What is tokenization?
Tokenization is splitting raw text into smaller units called tokens—these might be words, subwords, or individual characters. Why bother? Imagine you’re handed a dense, unformatted sentence without spaces or punctuation: "GenerativeAIisfascinatingandisthefuture". Without tokenization, deciphering meaningful segments becomes nearly impossible. Humans can intuitively parse this into generative AI is fascinating and is the future, but machines require explicit instructions to recognize word boundaries. Tokenization bridges this gap, enabling machines to identify and separate individual words or meaningful subunits within the text.
In reality, tokenization results may vary depending on the tokenizer used. The above image is for demonstration purposes only. Moreover, languages vary widely in their structure and word boundaries. For instance:
- English: Spaces separate words, making basic tokenization relatively straightforward.
- Chinese/Japanese: Words often aren’t separated by spaces, requiring statistical models or dictionary-based approaches to segment text.
- Social media and code: Hashtags (#MachineLearning), contractions (can't → can + not), and code snippets (int myVar = 5;) all require specialized tokenization strategies.
Effective tokenization must account for these linguistic nuances to accurately parse and process text across different languages, ensuring that NLP models remain versatile and applicable in diverse linguistic contexts.

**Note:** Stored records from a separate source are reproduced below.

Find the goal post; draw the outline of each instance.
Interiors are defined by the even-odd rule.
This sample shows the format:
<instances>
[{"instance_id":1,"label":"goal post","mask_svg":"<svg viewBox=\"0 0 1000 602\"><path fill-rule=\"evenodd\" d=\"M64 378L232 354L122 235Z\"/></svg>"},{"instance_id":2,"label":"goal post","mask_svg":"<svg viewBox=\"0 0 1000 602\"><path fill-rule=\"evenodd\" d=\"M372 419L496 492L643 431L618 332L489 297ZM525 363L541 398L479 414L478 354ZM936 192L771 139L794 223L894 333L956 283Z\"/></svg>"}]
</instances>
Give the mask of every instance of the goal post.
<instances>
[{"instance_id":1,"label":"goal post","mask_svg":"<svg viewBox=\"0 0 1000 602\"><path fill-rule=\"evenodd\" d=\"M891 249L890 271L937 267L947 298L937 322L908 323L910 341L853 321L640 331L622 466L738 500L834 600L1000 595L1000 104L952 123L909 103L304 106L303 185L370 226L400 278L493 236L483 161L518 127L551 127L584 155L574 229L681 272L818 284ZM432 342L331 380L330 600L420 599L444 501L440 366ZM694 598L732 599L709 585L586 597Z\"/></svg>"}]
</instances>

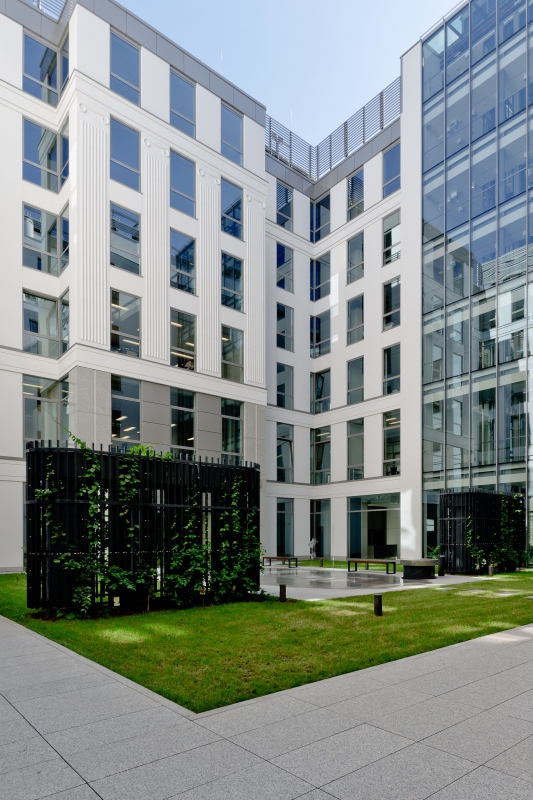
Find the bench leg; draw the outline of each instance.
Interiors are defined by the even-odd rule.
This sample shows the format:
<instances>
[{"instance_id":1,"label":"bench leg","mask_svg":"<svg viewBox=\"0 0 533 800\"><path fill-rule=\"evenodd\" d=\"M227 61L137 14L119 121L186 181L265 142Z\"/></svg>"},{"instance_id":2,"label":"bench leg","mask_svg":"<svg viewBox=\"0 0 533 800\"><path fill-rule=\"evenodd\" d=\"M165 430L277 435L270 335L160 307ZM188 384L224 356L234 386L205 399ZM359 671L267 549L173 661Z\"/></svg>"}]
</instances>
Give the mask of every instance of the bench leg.
<instances>
[{"instance_id":1,"label":"bench leg","mask_svg":"<svg viewBox=\"0 0 533 800\"><path fill-rule=\"evenodd\" d=\"M365 564L365 569L368 569L369 566L370 564Z\"/></svg>"},{"instance_id":2,"label":"bench leg","mask_svg":"<svg viewBox=\"0 0 533 800\"><path fill-rule=\"evenodd\" d=\"M396 564L393 564L392 566L393 566L393 570L392 571L393 571L394 575L396 575Z\"/></svg>"}]
</instances>

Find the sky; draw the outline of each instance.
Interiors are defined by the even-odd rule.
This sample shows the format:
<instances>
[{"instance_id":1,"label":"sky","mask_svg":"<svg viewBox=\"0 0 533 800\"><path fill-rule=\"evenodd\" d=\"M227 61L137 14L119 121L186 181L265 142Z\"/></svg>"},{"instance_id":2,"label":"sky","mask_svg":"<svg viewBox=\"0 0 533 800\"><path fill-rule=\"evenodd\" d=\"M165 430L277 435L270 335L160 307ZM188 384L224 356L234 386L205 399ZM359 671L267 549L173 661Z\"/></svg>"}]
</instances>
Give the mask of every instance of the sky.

Tokenization can be approached in various ways, each suited to different applications and linguistic complexities:
- Word tokenization splits text into individual words. For example, the sentence "Generative AI is fascinating." becomes["Generative", "AI", "is", "fascinating", "."]. This method is straightforward but may struggle with compound words, contractions (e.g., "don't" might be split into ["don", "'t"] or handled specially), or hyphenated words. Advanced tokenizers use regular expressions or statistical models to manage these cases.
- Subword tokenization breaks words into smaller units, which is particularly useful for handling unknown or rare words. For instance, "unhappiness" might be tokenized into ["un", "happiness"]. Take the word “tokenization.” A subword tokenizer might split it into ["token", "ization"], letting the model reuse “token” in “tokenizer” or “tokenized.” This is how models like GPT-4.5, Claude 3.7, and Grok 3 handle obscure terms like “supercalifragilisticexpialidocious” without breaking a sweat.
Note: Modern large language models often employ subword tokenization methods like byte pair encoding (BPE) or SentencePiece to handle massive vocabularies efficiently. Tools like “TikToken” are specifically designed for GPT-based models to keep track of token counts and ensure prompts fit within token limits. Context window sizes are evolving rapidly! We will take a closer look at these advanced tokenizers later as we proceed.
- Character tokenization splits text into individual characters, such as
["G", "e", "n", "e", "r", "a", "t", "i", "v", "e", ...]. While this method captures every detail, it often results in longer sequences that can be computationally intensive for models to process.
By breaking down text into tokens, these models can better understand and manipulate language, enabling them to produce human-like responses. Effective tokenization ensures that generative AI systems can handle a vast array of linguistic inputs—from simple sentences to complex technical jargon—maintaining accuracy and fluency in their outputs.